Zbigniew Twarowski podczas ostatniej sesji miejskiej zasugerował Andrzejowi Dudzie, aby wziął sobie kogoś do pomocy. Burmistrz twierdzi, że na razie nie potrzebuje zastępcy.
– Niech pan załatwia te pieniądze na co się da, ale trzeba kogoś kto będzie to nadzorował, bo widać wyraźnie w mieście, że są pewne rzeczy, które nie są nadzorowane – mówi radny.
Burmistrz żartował, że jak nie było w radzie Twarowskiego, to dawał sobie doskonale radę. Obecnie dwóch pracowników zajmuje się odpowiedziami na interpelacje radnego.
– Damy radę, a jeżeli już nie będę w stanie to powołam wiceburmistrza – już na poważnie tłumaczył włodarz miasta. – Muszę zatrudnić ludzi do wydziału rozwoju gospodarczego, bo niestety dwóch brakuje.
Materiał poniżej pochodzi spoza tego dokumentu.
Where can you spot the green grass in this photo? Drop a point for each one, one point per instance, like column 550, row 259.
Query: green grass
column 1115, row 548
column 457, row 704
Rzeczywiście mamy problemy, jeżeli chodzi o ten wydział.
Jeden z pracowników odszedł jakiś czas temu, a naczelnik jest na zwolnieniu lekarskim.
– Czy będzie mi potrzebny wiceburmistrz, to zobaczymy jak pozyskam ludzi do wydziału – podsumowuje Andrzej Duda.